Menjadi mahasiswa adalah suatu privillage yang di miliki oleh setiap pemuda. Mereka merupakan sebagian dari 35% pemuda seusianya yang bisa menikmati bangku kuliah.

Mereka juga berkesempatan menyelam di dalamnya sumur ilmu pengetahuan. Membuat lingkaran lingkaran diskusi tentang apapun dan dimanapun. Sehingga tercapai pengetahuan yang cukup untuk bekal lulus nantinya.

Tidak sampai di situ, kerap kali mereka memanfaatkan masa mahasiswa mereka untuk membenturkan diri sebelum terbentuk di berbagai organisasi kampus.

Seakan beranggapan bahwa masa mahasiswa adalah masa mereka meneksplore diri mereka selagi bisa. Memanfaatkan waktu untuk sekedar meninggalkan cerita.

Mereka tak ingin meninggalkan kampus tercintanya dengan hanya sekedar nama di ijasah. Alangkah lebih indahnya nama mereka menjadi bagian dari sejarah di kampusnya.

Entah dalam hal kompetisi, akademisi atau luar biasanya kehidupan organisasi. 

Dan lebih indahnya jika mereka memanfaatkan masa mahasiswa mereka untuk mengembangkan jaringan.

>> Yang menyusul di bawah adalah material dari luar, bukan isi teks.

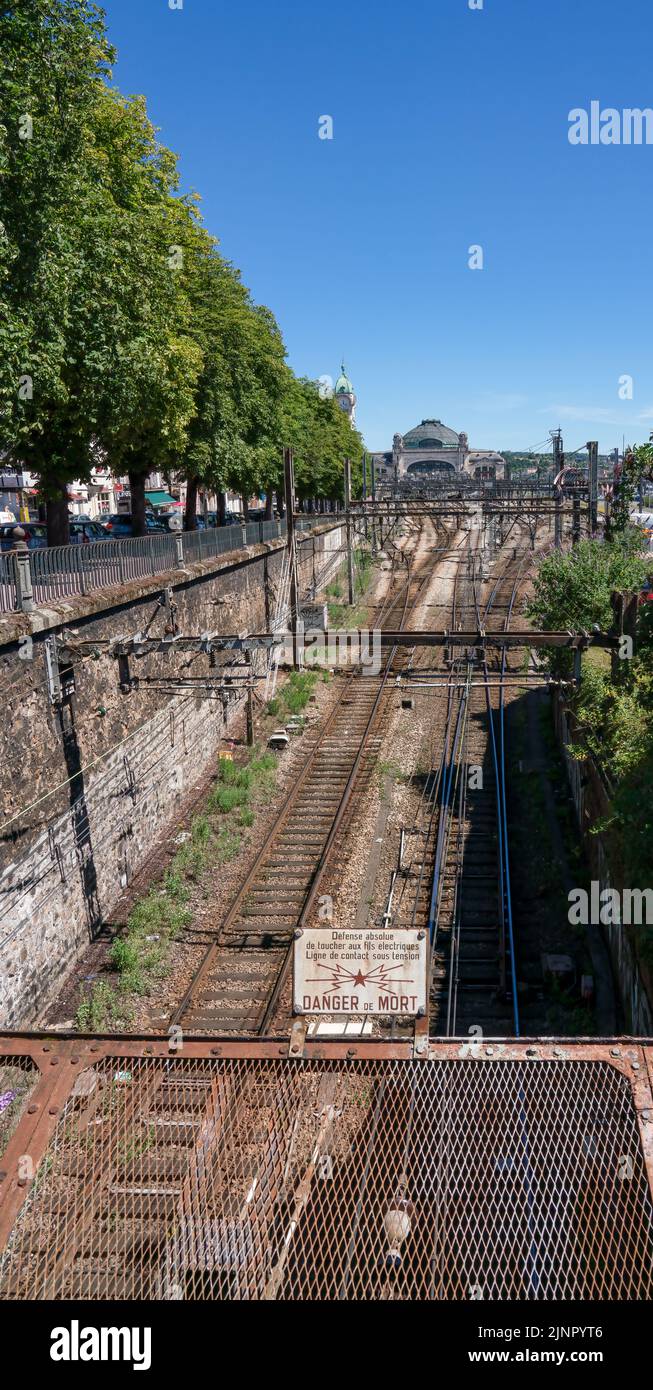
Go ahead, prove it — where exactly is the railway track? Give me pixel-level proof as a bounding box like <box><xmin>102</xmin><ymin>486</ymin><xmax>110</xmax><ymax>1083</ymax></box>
<box><xmin>171</xmin><ymin>528</ymin><xmax>441</xmax><ymax>1036</ymax></box>
<box><xmin>431</xmin><ymin>536</ymin><xmax>533</xmax><ymax>1036</ymax></box>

Ilmu yang di dapat di kampus tak harus dari buku dan lingkungan kelas. tetapi juga bisa di ambil dari seberapa banyak orang yang mereka temui, apa saja hal yang mereka diskusikan dan bagaimana cara meloby seseorang untuk mencapai hal yang di cita citakan.

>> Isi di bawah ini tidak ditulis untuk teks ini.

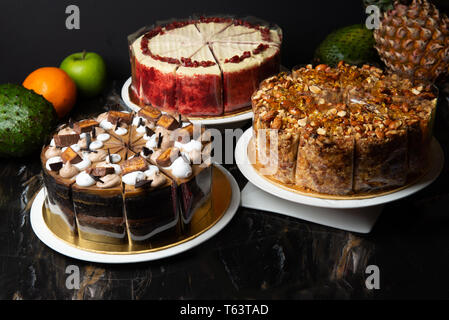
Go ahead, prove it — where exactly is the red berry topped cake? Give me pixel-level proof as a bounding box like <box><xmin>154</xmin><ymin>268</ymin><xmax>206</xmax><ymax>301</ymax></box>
<box><xmin>130</xmin><ymin>17</ymin><xmax>282</xmax><ymax>116</ymax></box>
<box><xmin>41</xmin><ymin>107</ymin><xmax>212</xmax><ymax>244</ymax></box>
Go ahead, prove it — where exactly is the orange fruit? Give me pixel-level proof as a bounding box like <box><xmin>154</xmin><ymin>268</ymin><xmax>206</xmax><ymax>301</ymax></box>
<box><xmin>22</xmin><ymin>67</ymin><xmax>76</xmax><ymax>118</ymax></box>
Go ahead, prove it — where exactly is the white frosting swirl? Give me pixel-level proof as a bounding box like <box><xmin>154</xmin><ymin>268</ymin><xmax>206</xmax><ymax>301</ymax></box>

Dan seolah tak berhenti disitu, Tak jarang mereka berhasil menjadi motor penggerak aksi turun ke jalan.

Dengan semangat yang tinggi membela dan mengawal suara rakyat hingga sampai pada wakilnya.

Tak segan menjadikan diri mereka sebagai tameng dan rela kehilangan nyawa sampai suara itu benar benar sampai dihadapan orang-orang yang katanya para wakilnya.

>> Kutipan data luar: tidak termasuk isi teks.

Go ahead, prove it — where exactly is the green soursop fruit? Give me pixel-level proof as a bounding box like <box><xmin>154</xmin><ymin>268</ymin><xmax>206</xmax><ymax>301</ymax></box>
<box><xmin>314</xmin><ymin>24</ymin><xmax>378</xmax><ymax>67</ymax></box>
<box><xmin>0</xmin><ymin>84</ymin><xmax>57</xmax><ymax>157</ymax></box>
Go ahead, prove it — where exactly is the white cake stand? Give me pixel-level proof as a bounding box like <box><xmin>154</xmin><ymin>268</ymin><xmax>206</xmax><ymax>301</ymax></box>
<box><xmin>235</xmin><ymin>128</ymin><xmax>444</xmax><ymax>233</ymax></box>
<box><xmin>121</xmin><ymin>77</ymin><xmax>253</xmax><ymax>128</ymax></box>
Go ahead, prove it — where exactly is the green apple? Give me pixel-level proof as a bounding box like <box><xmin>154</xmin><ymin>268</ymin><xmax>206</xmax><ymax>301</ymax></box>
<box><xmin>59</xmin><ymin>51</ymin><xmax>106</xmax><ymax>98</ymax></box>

Tapi itu dulu, sekarang mahasiswa bukanlah lagi mahasiswa. Mahasiswa sekarang bukanlah mahasiswa yang senantiasa menjunjung tinggi Tri Dharma Perguruan Tinggi: pendidikan, pengembangan dan penelitian, pengabdian masyarakat. 

Mahasiswa bukanlah lagi mahasiswa yang independen dan benar-benar menyuarakan kepentingan rakyat. 

Melainkan mahasiswa sekarang adalah mahasiswa yang menyuarakan kepentingan mereka masing masing. Mahasiswa sekarang adalah mahasiswa yang lebih mengutamakan perut dan reputasinya sendiri.

Bahkan berani mengorbankan nilai nilai pertemanan, hanya demi segelintir kepentingan yang busuk.

Lalu, mahasiswa sekarang khususnya semester atas pragmatis, idealis ataukah Realistis? Sebentar. Kita lihat dulu pengertian dua kata itu di Kamus Besar Bahasa Indonesia (KBBI). 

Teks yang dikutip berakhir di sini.